As a senior in 2014, Wilson was an Academic All-Big 12 second-team honoree. He played in 11 of 13 games with starts at cornerback in the first nine contests of the season.

==Professional career==

===Pre-draft===

Given his track and field background, Wilson ran a disappointing time in the 40-yard dash (4.58 seconds) at the 2015 NFL Combine, but improved that number at the Oklahoma Sooners' pro day on March 11, running in the 4.44 to 4.49 range.
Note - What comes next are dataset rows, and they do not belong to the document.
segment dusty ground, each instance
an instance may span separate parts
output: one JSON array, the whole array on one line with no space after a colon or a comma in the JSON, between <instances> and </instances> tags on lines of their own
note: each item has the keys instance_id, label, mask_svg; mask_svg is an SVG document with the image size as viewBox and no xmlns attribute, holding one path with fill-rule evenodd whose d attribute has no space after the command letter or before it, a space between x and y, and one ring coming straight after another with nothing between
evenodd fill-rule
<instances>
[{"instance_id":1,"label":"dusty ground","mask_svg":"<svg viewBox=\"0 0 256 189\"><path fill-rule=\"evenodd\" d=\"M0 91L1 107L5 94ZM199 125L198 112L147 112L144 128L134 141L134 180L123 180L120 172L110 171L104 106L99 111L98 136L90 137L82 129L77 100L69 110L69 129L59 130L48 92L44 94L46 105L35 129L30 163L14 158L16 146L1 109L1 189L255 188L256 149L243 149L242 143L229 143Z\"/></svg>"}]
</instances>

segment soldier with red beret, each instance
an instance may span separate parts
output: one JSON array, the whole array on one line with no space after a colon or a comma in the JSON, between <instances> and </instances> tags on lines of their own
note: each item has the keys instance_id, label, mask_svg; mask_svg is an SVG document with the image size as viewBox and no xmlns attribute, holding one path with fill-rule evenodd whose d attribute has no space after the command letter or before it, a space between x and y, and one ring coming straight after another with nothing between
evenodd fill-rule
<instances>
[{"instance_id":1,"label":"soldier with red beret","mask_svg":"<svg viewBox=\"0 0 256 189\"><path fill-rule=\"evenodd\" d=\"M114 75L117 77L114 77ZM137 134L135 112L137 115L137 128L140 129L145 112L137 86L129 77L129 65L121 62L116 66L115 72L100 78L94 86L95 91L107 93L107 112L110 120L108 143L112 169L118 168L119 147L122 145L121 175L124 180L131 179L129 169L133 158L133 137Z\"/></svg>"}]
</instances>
He also had 15 repetitions in the 225-bench press at his pro day.

Pre-draft measurables
| Height | Weight | Arm length | Hand span | 40-yard dash | 10-yard split | 20-yard split | 20-yard shuttle | Three-cone drill | Vertical jump | Broad jump | Bench press |
| 6 ft 2 in (1.88 m) | 205 lb (93 kg) | 32+3⁄8 in (0.82 m) | 9+1⁄4 in (0.23 m) | 4.48 s | 1.60 s | 2.69 s | 4.22 s | 6.94 s | 36 in (0.91 m) | 10 ft 5 in (3.18 m) | 15 reps |
All values from NFL Combine except 40-yard dash and bench from pro day

===Baltimore Ravens===
After going undrafted in the 2015 NFL draft, Wilson signed with the Ravens as a rookie free agent on May 7, 2015. On the first day of rookie minicamp, Wilson fell awkwardly while in coverage and broke his leg, effectively ending his rookie season. After spending the 2015 season on the injured reserve list, the Ravens parted ways with Wilson on September 5, 2016.

===Kansas City Chiefs===
Wilson was signed to the Chiefs practice roster on September 7, 2016. Due to a need at other positions he was released September 11, 2016.

===Minnesota Vikings===
Following a knee injury to starting cornerback Xavier Rhodes, the Vikings signed Wilson to their practice squad on September 13, 2016. He was released by the team on September 27, 2016.

===Kansas City Chiefs===
On January 7, 2017, Wilson signed a reserve/future contract with the Chiefs. He was waived by the Chiefs on May 4, 2017.

==Career statistics==

===College===

Regular season statistics: Tackles; Interceptions; Fumbles
Season: Team; GP; GS; Comb; Total; Ast; Sck; Tfl; PDef; Int; Yds; Avg; Lng; TDs; FF; FR; FR YDS
2011: Oklahoma; 11; 0; 2; 1; 1; 0.0; 0.0; 0; 0; 0; 0.0; 0; 0; 0; 0; 0
2012: Oklahoma; 13; 2; 32; 23; 9; 0.0; 2.0; 5; 0; 0; 0.0; 0; 0; 0; 0; 0
2013: Oklahoma; 13; 11; 26; 20; 6; 0.0; 4.5; 3; 3; 0; 0.0; 0; 0; 0; 0; 0
2014: Oklahoma; 11; 9; 39; 32; 7; 0.0; 0.0; 7; 1; 100; 100.0; 100; 1; 0; 0; 0
Totals: 48; 22; 99; 76; 23; 0.0; 6.5; 15; 4; 100; 25.0; 100; 1; 0; 0; 0

==Coaching career==
Wilson was named as defensive backs coach at Abilene Christian in January 2022. Wilson spent his previous two years as a graduate assistant on the staff at Texas Tech, where he worked primarily with the Red Raider secondary.

On February 15, 2024, Wilson was named as the defensive backs coach at Sam Houston.

On December 20, 2024, Wilson was named as the defensive backs coach at North Texas.

On December 15, 2025, Wilson was named the defensive backs coach at Oklahoma State.